私が所属する行財政部ですが、他の部署と比べて少し特異な動きをするため、国連代表部内からも「具体的に何をしているの?」という疑問の声もちらほら。簡単にご説明すると、その名のとおり国連の行財政を見ている部署で、国連の財政・予算・人的資源管理などについて審議する第5委員会への対応が主要な業務の一つです。第5委員会は、10月から12月末にかけて開催される主要会期(主に通常予算を審議)、3月に開催される再開会期第一部(主に人的資源管理を審議)、5月から6月にかけて開催される再開会期第二部(主にPKO予算を審議)の3部構成で、日本は5~6名から成るチームで各会期に臨みます。私も微力ながら日本の第5委員会「専門家」の一人として(※第5委員会では担当のことを「専門家」と呼ぶ。)、多数の議題を他のチームメンバーと分担し、日本の立場を踏まえつつも委員会としてコンセンサス合意ができるよう協議に参加しています。実は「コンセンサス合意」という点が第5委員会の特徴の一つで、他の委員会では珍しくない投票を避けるためにとにかく議論を重ねます。時にはプレッシャーをかけたり、ディールを結んだりと戦略的に動かざるを得ない場面もありますが、最終的には皆が受け入れられる決議となるように努力するその過程に、「国連外交の最前線にいるっぽいなぁ~」と実感します。
第5委員会は予算を審議する関係で他の委員会より閉会時期が遅く、会期延長も頻繁にあるため、クリスマスまでの閉会を目指して皆が交渉に従事します。
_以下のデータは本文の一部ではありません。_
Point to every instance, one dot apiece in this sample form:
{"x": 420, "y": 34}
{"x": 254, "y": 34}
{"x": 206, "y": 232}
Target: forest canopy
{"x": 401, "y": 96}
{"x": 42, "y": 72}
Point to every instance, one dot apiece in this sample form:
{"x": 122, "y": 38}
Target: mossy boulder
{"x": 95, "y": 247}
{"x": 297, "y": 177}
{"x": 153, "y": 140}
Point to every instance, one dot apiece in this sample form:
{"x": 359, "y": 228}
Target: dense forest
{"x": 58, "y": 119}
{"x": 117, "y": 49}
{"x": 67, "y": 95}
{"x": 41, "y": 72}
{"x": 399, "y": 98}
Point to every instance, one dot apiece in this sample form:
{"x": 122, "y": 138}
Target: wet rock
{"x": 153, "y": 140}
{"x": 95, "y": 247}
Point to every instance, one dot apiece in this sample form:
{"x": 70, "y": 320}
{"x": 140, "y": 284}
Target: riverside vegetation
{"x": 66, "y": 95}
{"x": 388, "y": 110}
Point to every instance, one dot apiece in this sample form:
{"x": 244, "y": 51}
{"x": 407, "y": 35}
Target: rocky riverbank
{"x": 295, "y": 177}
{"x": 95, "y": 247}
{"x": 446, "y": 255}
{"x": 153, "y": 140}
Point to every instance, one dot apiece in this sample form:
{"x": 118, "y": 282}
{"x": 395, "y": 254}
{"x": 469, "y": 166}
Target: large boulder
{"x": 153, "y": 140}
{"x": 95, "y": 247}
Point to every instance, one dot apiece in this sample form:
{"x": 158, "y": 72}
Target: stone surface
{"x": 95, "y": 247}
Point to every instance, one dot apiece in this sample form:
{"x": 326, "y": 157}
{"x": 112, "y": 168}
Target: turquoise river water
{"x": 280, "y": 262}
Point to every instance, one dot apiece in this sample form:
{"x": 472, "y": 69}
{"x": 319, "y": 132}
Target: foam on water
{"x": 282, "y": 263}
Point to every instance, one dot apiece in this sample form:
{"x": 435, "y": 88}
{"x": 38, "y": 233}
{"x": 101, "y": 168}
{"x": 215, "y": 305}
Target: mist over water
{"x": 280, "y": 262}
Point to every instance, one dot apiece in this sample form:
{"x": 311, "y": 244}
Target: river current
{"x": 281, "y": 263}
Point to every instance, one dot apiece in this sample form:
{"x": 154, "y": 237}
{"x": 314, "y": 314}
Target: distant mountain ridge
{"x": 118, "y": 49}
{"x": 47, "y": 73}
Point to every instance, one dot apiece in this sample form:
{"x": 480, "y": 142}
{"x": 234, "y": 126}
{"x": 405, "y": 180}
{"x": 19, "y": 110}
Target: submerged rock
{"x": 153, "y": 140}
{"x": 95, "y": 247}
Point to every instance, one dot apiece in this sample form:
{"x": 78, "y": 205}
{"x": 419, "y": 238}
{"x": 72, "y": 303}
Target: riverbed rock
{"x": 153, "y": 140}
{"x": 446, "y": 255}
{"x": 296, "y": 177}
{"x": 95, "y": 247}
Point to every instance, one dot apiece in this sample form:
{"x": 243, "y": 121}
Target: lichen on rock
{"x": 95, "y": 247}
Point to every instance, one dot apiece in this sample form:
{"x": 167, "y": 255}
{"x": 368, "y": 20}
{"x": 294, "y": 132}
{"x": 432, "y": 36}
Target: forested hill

私が赴任した2021年の主要会期は、コロナにより多くの会合をオンラインで実施したにも関わらず12月24日にすべての決議を採択することができ、お陰で国連総会議場のスクリーンにクリスマスツリーが投影される瞬間を目撃することが出来ました。
他方、昨年はコロナによる制限もほとんど無く期待値高く臨むも残念ながらクリスマスには間に合わず、結局年末もぎりぎりの30日にようやく閉会という結果となり、交渉は生き物なんだなということを思い知るともに、二度と繰り返したくない経験となりました。

 

2021年12月24日未明の国連総会議場


第5委員会は非常に専門的ということもあり日本人の中で知名度は低いかもしれません。恥ずかしながら私も現職に就くまではその存在を知りませんでしたが、今では国連という巨大組織を支える予算・人的資源含むリソースを決定する権限を持つ非常に重要な委員会!という自負があり、交渉は思い通りに行かないことが多く毎回試行錯誤ですが、それでも日本チームの一員として携われることは喜び(と失望)、学びの多い日々です。日本の国連分担金支払いは近年減少傾向にあるとはいえ、今でも全体の8.033%を負担しており、これは通常予算やPKO分担金で賄われる国連活動の約8%が日本の税金で支えられているということ。是非一人でも多くの方に第5委員会の活動と日本の役割について知ってもらえたら嬉しいです。
 

最後に-一生の思い出-

第5委員会に所属する我々は普段予算書を読むことでしか予算要求の理由、各現場での課題、予算執行状況等の情報を得られませんが、年1回、国連事務局が第5委員会代表団のために現地視察を調整してくれます。有り難いことに、私も今年2月に実施された視察に参加させていただき、他の代表部からの参加者約20名と共にイタリア、レバノン、中央アフリカ共和国及びケニアの4カ国を訪問しました。まさに「百聞は一見にしかず」を体験し、PKOやNY以外の国連本部における現場の声を直接聞けたことは日々の業務の中で活かせているだけでなく、何よりも今しかできない貴重な経験をさせていただいたのは一生の思い出です。